Second Semi Final (25 Jun)
| Pos | Name of Greyhound | SP | Time | Trainer |
| 1st | Mineola Farloe | 3-1 | 28.77 | Graham |
| 2nd | Westmead Hawk | 5-4f | 28.86 | Savva |
| 3rd | Blonde Mac | 25-1 | 28.99 | Hitch |
| 4th | Mustang Okee | 16-1 | 29.26 | Cahill |
| 5th | January Tiger | 11-4 | 29.31 | Wallis |
| 6th | Hot Rocks | 20-1 | 29.39 | Buckley |

==Competition report==
The leading English hopes were the Charlie Lister range including Robbie De Niro, Bell Devotion and Laurels champion Ningbo Jack. The Carly Philpott duo of Ballymac Pires and Ballymac Kewell were also considered dangers. Ireland sent over an impressive group led by the Frazer Black's Irish Derby finalists Droopys Marco (also the Scottish Greyhound Derby champion) and Droopys Maldini. The Seamus Graham pair Blue Majestic and Mineola Farloe lined up alongside the McKenna team now under control of Ger McKenna's son Owen, which included Superb Pass, Irish Derby finalist Geldrops Touch, Agassis Ace and Boherduff Light.

The 2004 Greyhound of the Year Fire Height Dan won his first round heat on 2 June but it was found that he had injured a pisiform bone. His connections announced that he would be retired.
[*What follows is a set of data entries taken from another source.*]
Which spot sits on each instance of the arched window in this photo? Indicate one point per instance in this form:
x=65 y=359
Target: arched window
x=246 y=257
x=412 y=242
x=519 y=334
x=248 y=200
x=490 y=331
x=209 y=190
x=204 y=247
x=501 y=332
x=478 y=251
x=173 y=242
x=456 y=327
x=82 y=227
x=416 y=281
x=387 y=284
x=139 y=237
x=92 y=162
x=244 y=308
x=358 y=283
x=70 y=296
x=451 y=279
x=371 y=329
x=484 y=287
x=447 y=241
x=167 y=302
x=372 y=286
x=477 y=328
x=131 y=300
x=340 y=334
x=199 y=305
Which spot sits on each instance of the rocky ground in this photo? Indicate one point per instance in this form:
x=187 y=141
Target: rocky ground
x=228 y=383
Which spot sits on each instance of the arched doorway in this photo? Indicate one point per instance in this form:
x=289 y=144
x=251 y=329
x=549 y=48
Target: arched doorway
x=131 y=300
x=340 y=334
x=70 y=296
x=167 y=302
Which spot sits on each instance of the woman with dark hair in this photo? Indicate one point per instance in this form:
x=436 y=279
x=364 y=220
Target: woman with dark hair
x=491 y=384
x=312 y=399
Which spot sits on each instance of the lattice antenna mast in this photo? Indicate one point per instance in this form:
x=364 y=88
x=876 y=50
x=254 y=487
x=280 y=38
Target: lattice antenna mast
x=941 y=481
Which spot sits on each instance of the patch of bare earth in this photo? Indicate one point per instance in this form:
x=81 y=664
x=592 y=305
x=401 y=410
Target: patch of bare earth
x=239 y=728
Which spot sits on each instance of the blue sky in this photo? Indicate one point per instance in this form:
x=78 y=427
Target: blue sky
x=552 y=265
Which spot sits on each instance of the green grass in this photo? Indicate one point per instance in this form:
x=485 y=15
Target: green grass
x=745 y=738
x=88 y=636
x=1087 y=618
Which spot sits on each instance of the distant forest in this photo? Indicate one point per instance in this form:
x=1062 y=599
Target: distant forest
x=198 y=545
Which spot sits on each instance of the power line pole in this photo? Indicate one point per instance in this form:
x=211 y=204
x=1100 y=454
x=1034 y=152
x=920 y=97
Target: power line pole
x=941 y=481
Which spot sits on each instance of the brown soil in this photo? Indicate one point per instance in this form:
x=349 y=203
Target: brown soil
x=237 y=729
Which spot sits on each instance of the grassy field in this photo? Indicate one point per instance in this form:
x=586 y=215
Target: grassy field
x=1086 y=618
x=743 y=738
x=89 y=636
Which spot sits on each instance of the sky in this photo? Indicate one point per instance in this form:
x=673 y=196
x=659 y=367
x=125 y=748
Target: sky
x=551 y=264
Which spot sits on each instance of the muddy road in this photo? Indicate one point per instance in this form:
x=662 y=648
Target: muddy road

Droopys Leroy went fastest on the night, winning in 28.59. On the third night of heats Droopys Marco (28.60), Ballymac Pires (28.48) and Droopys Maldini (28.49) all impressed.

The second round began on 10 June with surprise eliminations including Agassis Ace, Hee Haws Barney and Ballymac Pires. The following night Westmead Hawk won again in a heat that contained Droopys Maldini, Droopys Marco impressed again going fastest in 28.58.

Droopys Leroy was eliminated in the first heat of round three which was won by Count Gelignite. The next heats went to Toms View, Velvet Rebel, Geldrops Touch and Ballymac Niloc before Droopys Marco held on to defeat the strong finishing Westmead Hawk in a sensational heat. Blue Majestic and Lenson Thierry completed the night's winners. Droopys Maldini and Romeo Paddy were high profile casualties.

Ningbo Jack won the first quarter final and Blue Majestic and January Tiger won heats 3 and 4 respectively but heat 2 was another meeting between Droopys Marco and Westmead Hawk. However this time Hawk caught Droopys Marco on the run-in to claim a revenge victory.

Westmead Hawk became a strong favourite when Droopys Marco failed to progress to the final in the first semi final, he found trouble in a race won by Ningo Jack and finished last. Blue Majestic and Geldrops Touch claimed the other two qualifying places. In the second semi final Westmead Hawk also found trouble but made his way through the field to finish second behind Mineola Farloe with outsider Blonde Mac taking third place.